People from many academic backgrounds correctly point out that the
relationship between geography and cartography has changed and continues
to change as a result of technological change; sometimes they even question
the future of cartography because of GIS. Now, some people assume, computers can do all cartography. However, it is apparent that many of the key
geographic and cartographic concepts established over thousands of years
remain important. In fact, one could claim that these fields are really not
changing conceptually, but only in degrees.
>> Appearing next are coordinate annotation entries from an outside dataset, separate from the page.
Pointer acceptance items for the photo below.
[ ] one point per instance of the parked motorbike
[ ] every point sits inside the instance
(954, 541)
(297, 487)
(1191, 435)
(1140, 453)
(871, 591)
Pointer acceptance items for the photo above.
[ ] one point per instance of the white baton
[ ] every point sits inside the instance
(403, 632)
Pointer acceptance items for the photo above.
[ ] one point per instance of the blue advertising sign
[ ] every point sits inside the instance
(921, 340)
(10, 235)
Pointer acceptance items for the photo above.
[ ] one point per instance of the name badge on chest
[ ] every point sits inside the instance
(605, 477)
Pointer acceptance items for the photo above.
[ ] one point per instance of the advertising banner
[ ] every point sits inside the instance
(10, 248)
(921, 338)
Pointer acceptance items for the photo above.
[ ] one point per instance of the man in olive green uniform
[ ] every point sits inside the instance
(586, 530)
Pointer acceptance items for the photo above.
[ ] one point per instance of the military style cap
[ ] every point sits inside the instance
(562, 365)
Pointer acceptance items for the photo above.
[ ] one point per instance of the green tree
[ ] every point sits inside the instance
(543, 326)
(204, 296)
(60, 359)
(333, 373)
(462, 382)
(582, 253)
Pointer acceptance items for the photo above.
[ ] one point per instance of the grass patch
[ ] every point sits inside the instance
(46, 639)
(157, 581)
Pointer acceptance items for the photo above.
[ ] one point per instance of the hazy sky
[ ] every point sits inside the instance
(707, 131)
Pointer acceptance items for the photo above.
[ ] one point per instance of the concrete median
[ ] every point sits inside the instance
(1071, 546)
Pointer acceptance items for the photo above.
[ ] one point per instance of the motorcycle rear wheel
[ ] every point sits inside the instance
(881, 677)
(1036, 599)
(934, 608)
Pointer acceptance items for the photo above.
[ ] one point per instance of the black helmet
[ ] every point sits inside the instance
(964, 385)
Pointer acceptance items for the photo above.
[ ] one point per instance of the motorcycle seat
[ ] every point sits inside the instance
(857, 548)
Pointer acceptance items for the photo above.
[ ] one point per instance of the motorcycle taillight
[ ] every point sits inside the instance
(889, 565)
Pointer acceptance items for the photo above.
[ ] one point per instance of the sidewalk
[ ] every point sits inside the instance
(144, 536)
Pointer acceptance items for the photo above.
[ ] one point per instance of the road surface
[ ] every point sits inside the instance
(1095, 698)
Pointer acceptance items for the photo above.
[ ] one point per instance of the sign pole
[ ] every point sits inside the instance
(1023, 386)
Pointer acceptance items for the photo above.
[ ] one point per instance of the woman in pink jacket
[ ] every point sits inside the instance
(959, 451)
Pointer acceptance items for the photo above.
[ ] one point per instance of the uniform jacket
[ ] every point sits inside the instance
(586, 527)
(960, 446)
As information technology
becomes commonplace, many more people are now able to do things without the years of training that only cartographers and geographers previously
had. Of course, because of all the people now doing work with geography
and cartography on computers, one could also argue that the underlying
concepts and skills of geography and cartography have become more relevant. Both are certainly true; however, without understanding of the concepts and skills, the best intentions can easily go wrong. Obviously, professionals always need to produce the highest quality maps and always benefit
from better understanding of the concepts and skills—regardless of what and
how much information technology is capable of doing.


Goals of Cartography and GI / 9

Representation and Communication
In this book, you will learn about both the old concepts and the new concepts within cartography and geography. You will find that the old and the
new concepts of geography merge with new information technologies in representation and communication, the two essential activities of geography
and cartography. In this book “representation” refers to the active process of
observing the world and symbolizing those observations to make meaning.
“Communication” means the process of presenting these representations by
some people and the viewing, or reading, of those representations by other

people. Geographers and cartographers are always involved in communication, for even if it is not their immediate goal, maps and geographic information are always made to share information and knowledge about the world.
A “geographic representation” is the specific process of abstracting observations of the world into things or events, often resulting in a model. “Things”
are the results of activities, measured properties of objects or features, and
distinct characteristics about people, places, or situations. “Events” are
records of processes—for example, the movement of cars and trucks, the
f low of water, the melting of ice, or the spread of a disease. A “cartographic
representation” involves the process of symbolizing the geographic representation. Successfully communicating information about things and events
requires you to know something about geographic representation and cartographic representation. These two concepts include color, symbology, modeling, projections, and, now with GIS, spatial database queries and attribute
types (all covered in later chapters).
This book considers representation and communication as related and
fundamental topics in geography and cartography. A peculiar geographic
fascination is common among people working with GIS, whether they work
for a utility company, a county government, a university administration, or a
corporate marketing department: How can the infinite complexity of the
earth’s surface and related processes be reliably represented? This seemingly
abstract question touches on the key issues these people have become aware
of through their education, training, and work experiences. They must
decide how to represent selected things as patterns that show important elements and processes in relationship to the places where they take place. Figure 1.4 shows simplistically a few basic choices and the different ways events
can be represented either by highlighting the process or by translating the
site of the process into a pattern. How representation is chosen also must
consider the context of the intended communication, particularly the
reader’s/user’s knowledge and background: How well does the application
or map correspond to what the readers/users know or could know? Are data
available to provide that information? How long would it take to acquire new
data? The issues include many specific questions—for example, Is it sufficient
to show trees as points where their trunks are located or as areas that show
the reach of the foliage?
The answers to the question of representation usually come back to



10 / COMMUNICATION AND GEOGRAPHIC UNDERSTANDING

Events can be represented in maps as both processes and patterns.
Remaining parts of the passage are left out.